In brief: Hanks to star in Da Vinci Code

Plus: studios fight to sign Usher, Damon to step in as Good Shepherd, gangster remake finds director, Potter wins kids' Baftas, and Madonna plans adaptation of her novel
  
  


It's official: Tom Hanks will play academic Robert Langdon in the film adaptation of The Da Vinci Code, Dan Brown's bestselling novel. Ron Howard, with whom Hanks worked on Apollo 13, will direct. Production will begin next year, with a planned release for May 2006. So far, no word on who will play Sophie Neveu, Langdon's sidekick.

R&B star Usher is set to star in drama Dying for Dolly, as a mafia boss's right-hand man - but he could choose instead to work on Step in the Name of Love, described as an urban Saturday Night Fever. Variety reports that two studios are fighting over the singer for these projects. It would not be the first time Usher turned his hand to acting: he starred in romantic comedy She's All That five years ago and horror flick The Faculty in 1998.

Matt Damon is in talks to star in The Good Shepherd, about the life of a CIA agent. If he agrees, he would be replacing Leonardo DiCaprio who was first set to play the lead. Robert De Niro will co-star, direct and produce. Filming is scheduled to start next March.

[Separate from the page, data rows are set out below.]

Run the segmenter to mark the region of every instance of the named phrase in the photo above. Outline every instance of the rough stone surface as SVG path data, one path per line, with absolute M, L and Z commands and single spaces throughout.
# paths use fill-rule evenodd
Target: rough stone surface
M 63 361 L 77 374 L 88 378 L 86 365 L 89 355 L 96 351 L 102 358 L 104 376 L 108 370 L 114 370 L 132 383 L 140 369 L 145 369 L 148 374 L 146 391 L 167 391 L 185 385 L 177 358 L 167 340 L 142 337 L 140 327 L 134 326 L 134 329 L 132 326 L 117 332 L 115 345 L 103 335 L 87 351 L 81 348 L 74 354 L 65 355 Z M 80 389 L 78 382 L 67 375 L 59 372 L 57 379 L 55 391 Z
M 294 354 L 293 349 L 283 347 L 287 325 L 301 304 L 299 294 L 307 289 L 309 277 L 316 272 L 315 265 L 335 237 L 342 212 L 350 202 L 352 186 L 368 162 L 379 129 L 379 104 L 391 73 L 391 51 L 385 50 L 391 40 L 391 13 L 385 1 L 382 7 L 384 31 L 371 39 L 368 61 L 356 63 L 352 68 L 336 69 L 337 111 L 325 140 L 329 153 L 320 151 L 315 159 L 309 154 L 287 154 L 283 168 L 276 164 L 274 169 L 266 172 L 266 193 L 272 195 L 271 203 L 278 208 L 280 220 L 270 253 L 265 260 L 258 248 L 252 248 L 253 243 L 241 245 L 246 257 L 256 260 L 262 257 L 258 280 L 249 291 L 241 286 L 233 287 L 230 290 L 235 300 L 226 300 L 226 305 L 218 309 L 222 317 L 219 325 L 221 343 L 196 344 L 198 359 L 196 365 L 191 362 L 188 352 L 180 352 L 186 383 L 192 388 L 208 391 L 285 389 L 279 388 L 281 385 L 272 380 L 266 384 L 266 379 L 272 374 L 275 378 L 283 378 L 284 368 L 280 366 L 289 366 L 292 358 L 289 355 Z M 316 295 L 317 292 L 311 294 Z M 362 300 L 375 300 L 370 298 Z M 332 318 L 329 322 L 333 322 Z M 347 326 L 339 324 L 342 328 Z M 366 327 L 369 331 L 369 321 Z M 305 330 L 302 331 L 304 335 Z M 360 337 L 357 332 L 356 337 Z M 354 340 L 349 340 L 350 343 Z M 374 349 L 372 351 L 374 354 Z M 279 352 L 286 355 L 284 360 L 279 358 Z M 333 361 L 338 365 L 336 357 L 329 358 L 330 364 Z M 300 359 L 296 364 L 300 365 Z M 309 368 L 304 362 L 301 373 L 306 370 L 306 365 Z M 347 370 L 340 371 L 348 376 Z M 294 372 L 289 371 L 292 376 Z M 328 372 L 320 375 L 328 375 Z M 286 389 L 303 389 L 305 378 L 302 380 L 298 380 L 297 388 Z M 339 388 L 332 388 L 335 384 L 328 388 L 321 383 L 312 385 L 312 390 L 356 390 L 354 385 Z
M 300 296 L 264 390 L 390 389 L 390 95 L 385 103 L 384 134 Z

Mira Nair is to direct Gangster MD - a remake of the 2003 Bollywood hit, Munna Bhai MB BS. The plot involves a small-time gangster who pretends to his mother that he is a doctor. When she founds out his true "profession", he decides to become a real doctor. The film will be penned by Jason Filardi, who wrote Bringing Down the House.

Harry Potter And The Prisoner Of Azkaban won the best feature film award at the Children's Baftas in London last night, while Shrek 2 won the Kid's Vote. They both beat Finding Nemo and The Lord of the Rings: The Return of the King.

And finally, film lovers beware: Madonna is reportedly planning to adapt her novel The English Rose to the silver screen - and she has apparently enlisted husband Guy Ritchie to help write the script. The Sun reports that she will direct the film and that production is planned for next summer. Their previous credits together include the awful Swept Away.